The loss of
dystrophin or its associated
proteins results in the development of muscle wasting frequently associated with
cardiomyopathy. Contractile cardiac tissue is injured and replaced by fibrous tissue or fatty infiltrates, leading to a progressive decrease of the contractile force and finally to end-stage
heart failure. At the time symptoms appear, restoration of a functional allele of the causative gene might not be sufficient to prevent
disease progression. Alterations in Ca(2+) transport and intracellular
calcium levels have been implicated in many types of
pathological processes, especially in
heart disease. On the basis of a gene transfer strategy, we analyzed the therapeutic efficacy of primary gene correction in a δ-
sarcoglycan (δ-SG)-deficient animal model versus gene transfer of the Ca(2+) pump hSERCA2a (human sarco-endoplasmic reticulum
calcium ATPase 2a), at a symptomatic stage of
heart disease. Our results strongly suggest that restoration of δ-SG at this stage of disease will not lead to improved clinical outcome. However, restoration of proper Ca(2+) handling by means of amplifying SERCA2a expression in the myocardium can lead to functional improvement. Abnormalities in Ca(2+) handling play an important role in
disease progression toward
heart failure, and increased SERCA2a levels appear to significantly improve cardiac contraction and relaxation.
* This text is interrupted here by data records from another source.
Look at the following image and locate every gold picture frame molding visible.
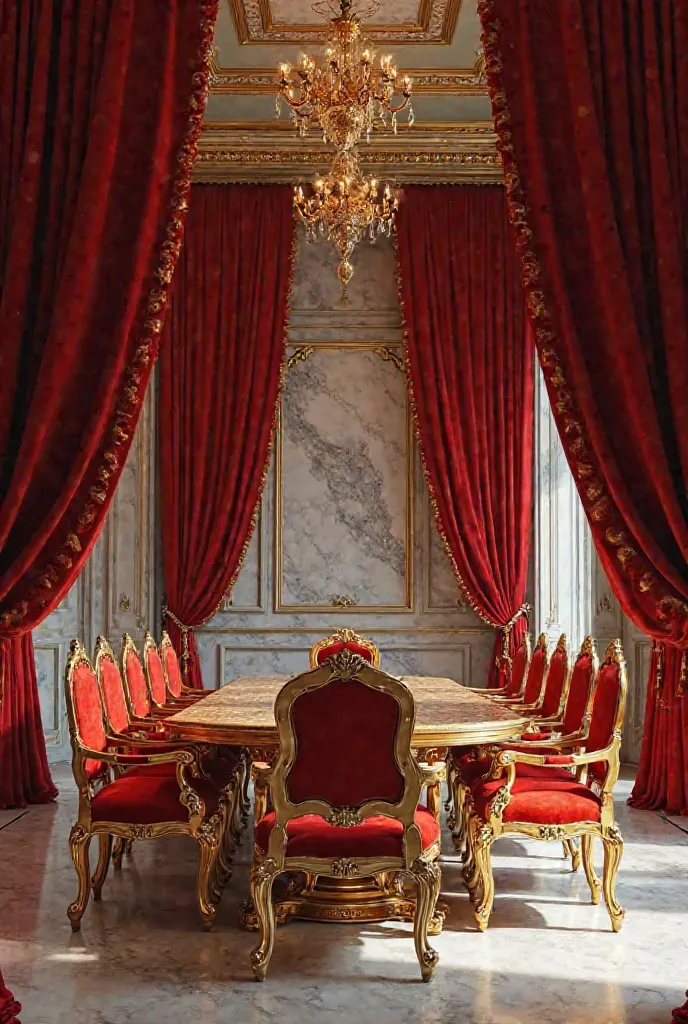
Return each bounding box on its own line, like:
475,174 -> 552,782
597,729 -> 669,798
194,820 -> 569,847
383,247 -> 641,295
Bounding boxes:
228,0 -> 462,46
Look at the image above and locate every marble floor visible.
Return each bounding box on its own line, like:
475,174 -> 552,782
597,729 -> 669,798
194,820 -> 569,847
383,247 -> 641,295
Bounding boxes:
0,766 -> 688,1024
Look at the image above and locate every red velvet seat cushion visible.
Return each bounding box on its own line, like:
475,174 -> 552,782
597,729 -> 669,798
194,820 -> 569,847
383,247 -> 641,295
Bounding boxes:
91,768 -> 219,825
473,769 -> 600,825
256,805 -> 439,859
461,758 -> 575,787
127,751 -> 237,790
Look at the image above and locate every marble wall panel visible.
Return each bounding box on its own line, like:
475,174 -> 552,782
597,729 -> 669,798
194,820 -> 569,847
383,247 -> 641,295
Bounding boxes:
276,348 -> 414,611
291,234 -> 400,313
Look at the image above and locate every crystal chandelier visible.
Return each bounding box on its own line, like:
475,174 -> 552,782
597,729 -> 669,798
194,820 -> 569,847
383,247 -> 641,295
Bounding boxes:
294,150 -> 398,301
275,0 -> 414,301
275,0 -> 414,150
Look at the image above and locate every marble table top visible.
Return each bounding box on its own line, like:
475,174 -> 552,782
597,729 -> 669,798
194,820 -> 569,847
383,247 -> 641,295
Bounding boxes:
167,676 -> 528,746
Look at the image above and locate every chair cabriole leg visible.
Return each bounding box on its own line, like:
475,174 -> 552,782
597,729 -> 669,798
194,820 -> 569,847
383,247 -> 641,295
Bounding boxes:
251,857 -> 276,981
91,833 -> 113,903
412,857 -> 441,982
581,834 -> 602,905
67,824 -> 91,932
602,825 -> 626,932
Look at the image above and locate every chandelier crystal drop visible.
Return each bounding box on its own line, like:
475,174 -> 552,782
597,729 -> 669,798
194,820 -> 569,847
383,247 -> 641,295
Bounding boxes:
294,150 -> 398,300
275,0 -> 414,150
275,0 -> 414,302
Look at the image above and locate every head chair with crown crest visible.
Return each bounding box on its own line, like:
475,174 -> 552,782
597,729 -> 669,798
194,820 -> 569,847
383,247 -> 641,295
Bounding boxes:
310,629 -> 380,669
251,649 -> 440,981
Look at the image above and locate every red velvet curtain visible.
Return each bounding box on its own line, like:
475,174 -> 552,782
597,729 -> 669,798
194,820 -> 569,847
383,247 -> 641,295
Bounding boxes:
478,0 -> 688,812
159,185 -> 294,687
0,971 -> 22,1024
397,185 -> 534,685
0,0 -> 218,806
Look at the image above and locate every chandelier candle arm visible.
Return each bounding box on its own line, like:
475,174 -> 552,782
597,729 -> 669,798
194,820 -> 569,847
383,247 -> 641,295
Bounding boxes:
275,0 -> 414,302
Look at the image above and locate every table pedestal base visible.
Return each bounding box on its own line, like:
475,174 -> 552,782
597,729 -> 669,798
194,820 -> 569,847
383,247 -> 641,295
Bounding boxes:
240,872 -> 448,935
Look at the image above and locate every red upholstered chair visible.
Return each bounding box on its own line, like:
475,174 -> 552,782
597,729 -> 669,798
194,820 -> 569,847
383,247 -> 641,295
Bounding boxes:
496,633 -> 550,712
251,650 -> 440,981
464,640 -> 627,932
158,630 -> 215,710
66,640 -> 239,931
529,633 -> 571,719
310,630 -> 380,669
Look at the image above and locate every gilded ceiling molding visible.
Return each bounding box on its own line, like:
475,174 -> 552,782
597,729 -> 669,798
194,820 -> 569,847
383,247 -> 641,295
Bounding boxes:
228,0 -> 461,45
194,121 -> 503,184
209,50 -> 487,96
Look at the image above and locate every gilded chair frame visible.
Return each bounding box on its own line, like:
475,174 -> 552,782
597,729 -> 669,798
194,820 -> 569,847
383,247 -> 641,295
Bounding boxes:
251,650 -> 440,981
501,633 -> 552,712
120,633 -> 162,729
159,630 -> 206,706
309,629 -> 380,669
464,640 -> 628,932
65,640 -> 225,932
450,636 -> 600,856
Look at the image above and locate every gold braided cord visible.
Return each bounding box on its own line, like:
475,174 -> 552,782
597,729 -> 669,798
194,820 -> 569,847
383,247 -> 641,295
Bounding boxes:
0,0 -> 218,626
394,233 -> 530,667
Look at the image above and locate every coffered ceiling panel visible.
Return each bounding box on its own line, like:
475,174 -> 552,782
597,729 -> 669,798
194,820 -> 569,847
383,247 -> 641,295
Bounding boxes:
229,0 -> 461,44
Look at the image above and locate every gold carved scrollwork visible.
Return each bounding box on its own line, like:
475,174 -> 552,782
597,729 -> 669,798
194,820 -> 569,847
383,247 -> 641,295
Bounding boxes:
325,648 -> 368,683
540,825 -> 566,840
332,857 -> 358,879
326,807 -> 363,828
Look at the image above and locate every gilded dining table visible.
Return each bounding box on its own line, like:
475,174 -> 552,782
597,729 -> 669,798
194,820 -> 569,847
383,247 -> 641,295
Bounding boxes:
167,676 -> 528,934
Beneficial effects persist at least over a period of 6 months, and the evolution of cardiac functional parameters paralleled those of normal controls. Furthermore, we demonstrate that a plasmid formulation based on amphiphilic block copolymers can provide a safe and efficient platform for myocardial gene
therapies. The use of synthetic formulations for myocardial gene transfer might thus overcome one of the major hurdles linked to viral vectors, that is, repeat administrations.